Games go obsolete. Like it or not, there are some things we enjoy now that are going to look pitiful when we're older, and there may even be games in the future that blow our minds compared to years like 2014 that merely promised and failed to. We'll be complaining about tank-like controls to our grave from games like Resident Evil. This is why remasters, why post-launch support, are pivotal to a game's survival. I hold no ill will against Morrowind and for all I know, it could be fantastic. Signs point to it likely being enjoyable for me. Unfortunately, we have to come to grips with the fact that technology needs to be updated in order to remain relevant, and video games are technology.
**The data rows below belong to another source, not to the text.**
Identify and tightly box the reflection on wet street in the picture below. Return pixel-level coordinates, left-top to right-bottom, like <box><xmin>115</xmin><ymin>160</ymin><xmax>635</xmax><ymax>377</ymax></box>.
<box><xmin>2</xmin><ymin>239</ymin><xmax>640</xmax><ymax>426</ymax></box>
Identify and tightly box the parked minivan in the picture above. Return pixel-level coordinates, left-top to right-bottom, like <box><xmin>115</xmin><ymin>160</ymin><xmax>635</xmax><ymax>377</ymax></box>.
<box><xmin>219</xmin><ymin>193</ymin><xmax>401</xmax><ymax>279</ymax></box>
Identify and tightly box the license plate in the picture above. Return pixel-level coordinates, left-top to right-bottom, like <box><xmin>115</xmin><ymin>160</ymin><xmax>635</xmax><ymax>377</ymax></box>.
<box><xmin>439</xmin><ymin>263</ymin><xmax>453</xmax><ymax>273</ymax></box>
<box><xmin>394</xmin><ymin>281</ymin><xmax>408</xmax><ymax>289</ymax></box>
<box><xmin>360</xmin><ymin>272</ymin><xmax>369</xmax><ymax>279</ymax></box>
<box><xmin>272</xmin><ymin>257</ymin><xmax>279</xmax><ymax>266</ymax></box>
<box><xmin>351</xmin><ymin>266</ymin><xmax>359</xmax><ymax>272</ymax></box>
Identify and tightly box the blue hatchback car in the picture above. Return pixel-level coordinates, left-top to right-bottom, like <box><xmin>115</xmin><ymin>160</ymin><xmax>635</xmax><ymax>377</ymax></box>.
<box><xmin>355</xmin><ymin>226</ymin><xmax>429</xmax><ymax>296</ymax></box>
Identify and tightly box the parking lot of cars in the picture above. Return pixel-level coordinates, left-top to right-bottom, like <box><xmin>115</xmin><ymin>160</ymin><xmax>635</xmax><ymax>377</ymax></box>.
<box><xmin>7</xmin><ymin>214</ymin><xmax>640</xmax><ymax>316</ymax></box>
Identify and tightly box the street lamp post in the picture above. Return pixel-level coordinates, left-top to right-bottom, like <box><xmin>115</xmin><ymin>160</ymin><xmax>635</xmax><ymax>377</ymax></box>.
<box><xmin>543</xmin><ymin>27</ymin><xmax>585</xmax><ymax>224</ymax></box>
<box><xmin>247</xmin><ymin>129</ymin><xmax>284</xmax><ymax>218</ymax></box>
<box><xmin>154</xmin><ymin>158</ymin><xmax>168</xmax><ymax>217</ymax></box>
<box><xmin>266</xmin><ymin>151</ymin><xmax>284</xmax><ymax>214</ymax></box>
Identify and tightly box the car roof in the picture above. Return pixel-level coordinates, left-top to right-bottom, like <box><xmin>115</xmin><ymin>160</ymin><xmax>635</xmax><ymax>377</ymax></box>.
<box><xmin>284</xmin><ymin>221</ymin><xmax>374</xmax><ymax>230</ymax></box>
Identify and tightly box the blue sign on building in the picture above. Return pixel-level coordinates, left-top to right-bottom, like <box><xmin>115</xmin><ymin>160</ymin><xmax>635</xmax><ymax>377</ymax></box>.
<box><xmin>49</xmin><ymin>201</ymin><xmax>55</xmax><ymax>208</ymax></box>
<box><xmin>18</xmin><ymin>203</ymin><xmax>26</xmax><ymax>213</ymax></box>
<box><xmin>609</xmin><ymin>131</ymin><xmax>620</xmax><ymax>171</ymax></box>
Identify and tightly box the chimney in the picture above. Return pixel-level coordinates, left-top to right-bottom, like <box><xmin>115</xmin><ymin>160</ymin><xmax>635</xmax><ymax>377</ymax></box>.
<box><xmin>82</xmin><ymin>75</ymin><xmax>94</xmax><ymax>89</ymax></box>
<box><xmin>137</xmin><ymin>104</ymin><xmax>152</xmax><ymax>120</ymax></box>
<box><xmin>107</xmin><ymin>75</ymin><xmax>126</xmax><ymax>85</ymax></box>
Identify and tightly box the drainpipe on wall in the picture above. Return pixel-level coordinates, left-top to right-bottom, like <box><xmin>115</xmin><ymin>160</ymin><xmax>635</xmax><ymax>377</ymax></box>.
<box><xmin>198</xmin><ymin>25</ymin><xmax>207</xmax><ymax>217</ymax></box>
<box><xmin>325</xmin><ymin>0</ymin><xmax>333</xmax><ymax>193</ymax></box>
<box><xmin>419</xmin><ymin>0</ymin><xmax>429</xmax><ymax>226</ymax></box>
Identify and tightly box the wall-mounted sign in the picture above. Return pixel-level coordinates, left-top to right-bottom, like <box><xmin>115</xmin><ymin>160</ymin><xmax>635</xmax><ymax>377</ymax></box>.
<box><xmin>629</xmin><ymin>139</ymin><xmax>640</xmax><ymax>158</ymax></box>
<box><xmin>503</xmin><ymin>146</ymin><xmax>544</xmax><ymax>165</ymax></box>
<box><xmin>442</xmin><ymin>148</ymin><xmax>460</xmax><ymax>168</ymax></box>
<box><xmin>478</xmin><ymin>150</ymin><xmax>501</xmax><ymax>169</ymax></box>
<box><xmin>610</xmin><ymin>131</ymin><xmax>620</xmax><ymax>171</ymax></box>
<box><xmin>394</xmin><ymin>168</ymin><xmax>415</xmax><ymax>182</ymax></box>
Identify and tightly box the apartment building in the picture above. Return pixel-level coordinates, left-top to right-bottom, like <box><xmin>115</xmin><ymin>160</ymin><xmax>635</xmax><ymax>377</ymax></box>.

Silent Hill 2's fog is a good example, as it was made possible with the Playstation 2's technology, but the translation over to modern systems was less than compatible, resulting in the malfunction of one of the most important aspects of the atsmopheric horror game. This could have been made possible with new technology, and regardless of where you stand on the Silent Hill HD Collection debacle which I don't wish to get dragged into, Silent Hill 2 suffered on modern systems. But do you want to preserve that game and make it playable so that we can demonstrate to others why horror in video games has been going through an awkward phase? Do you want people that never experienced it to enjoy it again? This is the beauty of post-launch support, even so many years after its launch, whether it be something as innocuous as being sold on PSN/XBL or even getting a complete remastering.
Older games sometimes used technological limitations to their advantage, so I understand that translating to new hardware would be something of a challenge, but I am for the preservation of actual classics in video gaming. Morrowind is the only example of one of these games that I couldn't get "in to" because it's less than friendly with present-day technology, even if it's just a sound card. People had an even worse issue with Grim Fandango and Dungeon Keeper, as I understand it. Now they're made available to new generations to enjoy through remastering and simply selling on a digital storefront like GOG. Holding a game hostage to outdated systems is probably the worst disservice you could possibly do to a game you love, especially as you try to suggest that anything new can't hold a candle to it, and Morrowind stands as that example. Skyrim may have a lot of game-breaking glitches, but at least Bethesda and their customers can find solutions for that game that can be fixed. Googling "Morrowind crash fixes" isn't going to yield nearly as many results. Likewise, games I can still enjoy despite appearing horribly outdated like Deus Ex are in need of SOME level of modernization.
Again, I don't hate Morrowind, nor do I even dislike it at all. I have no opinion; it just keeps crashing. When I do get it working, I'll probably enjoy it, but I feel this aside was important when discussing new players playing old games. It's a relevant discussion that needs to take place among retro gaming circles, especially when people still see "HD Remaster" as a cash-in. Maybe if you're Konami, it is.
You may now PM me to tell me that I need to git gud at old video games.